The decision removes one potential hurdle for claimants seeking to enforce judgments against corporate judgment debtors who are determined to resist enforcement – though it may simply mean that foreign non-resident officers of corporates in that position will think twice before they enter the jurisdiction of the English court.
CPR 71.2 provides that a judgment creditor may apply for an order requiring an officer of a corporation which is a judgment debtor to attend court to provide information about the judgment debtor's means, or any other matter about which information is needed to enforce a judgment or order.
In this case, the defendant (SHI) was found liable for $243 million, together with the claimant's costs on an indemnity basis.

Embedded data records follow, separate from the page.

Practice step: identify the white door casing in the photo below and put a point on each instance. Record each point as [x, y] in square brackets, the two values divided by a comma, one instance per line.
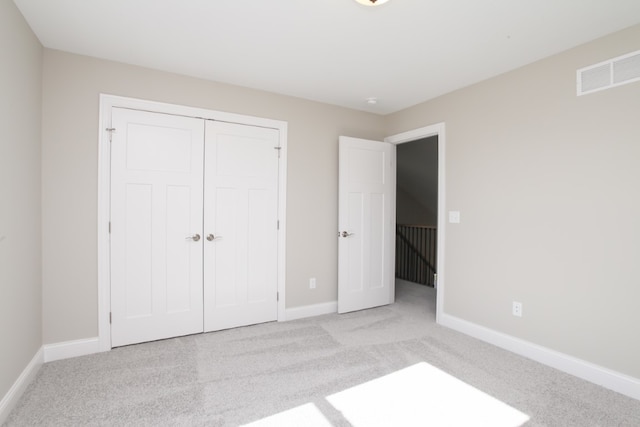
[241, 225]
[366, 224]
[156, 206]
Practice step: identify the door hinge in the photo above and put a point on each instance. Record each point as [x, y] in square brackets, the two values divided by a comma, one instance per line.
[111, 131]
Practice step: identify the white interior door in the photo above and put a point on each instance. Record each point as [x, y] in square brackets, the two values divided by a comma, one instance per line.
[241, 235]
[156, 226]
[365, 249]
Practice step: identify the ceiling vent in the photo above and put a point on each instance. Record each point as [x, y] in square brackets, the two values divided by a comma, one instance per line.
[611, 73]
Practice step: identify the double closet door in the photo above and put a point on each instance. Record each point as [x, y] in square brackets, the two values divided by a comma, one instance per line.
[194, 211]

The court also made a non-party costs order against SHI's sole shareholder and director, Mr Vik.
The court found that Mr Vik had arranged for nearly $1 billion of assets to be transferred out of SHI to Mr Vik or to companies associated with him or his family, that there was no bona fide commercial reason for the transfers, and that their purpose was to make it more difficult for the claimant to recover any judgment.
Following judgment, the court ordered Mr Vik to attend court to be examined and to produce documentation pursuant to CPR 71.2. Mr Vik was not resident or domiciled in England and Wales; when the application was issued and the order served, he was in the country for a limited time to attend the offices of the claimant's solicitors to provide a deposition for the purposes of related Connecticut proceedings. Mr Vik applied for the order to be set aside or varied, including on the basis that there was either no jurisdiction to make such an order against an individual who was only fleetingly present in the jurisdiction when served or that such jurisdiction should only be exercised exceptionally.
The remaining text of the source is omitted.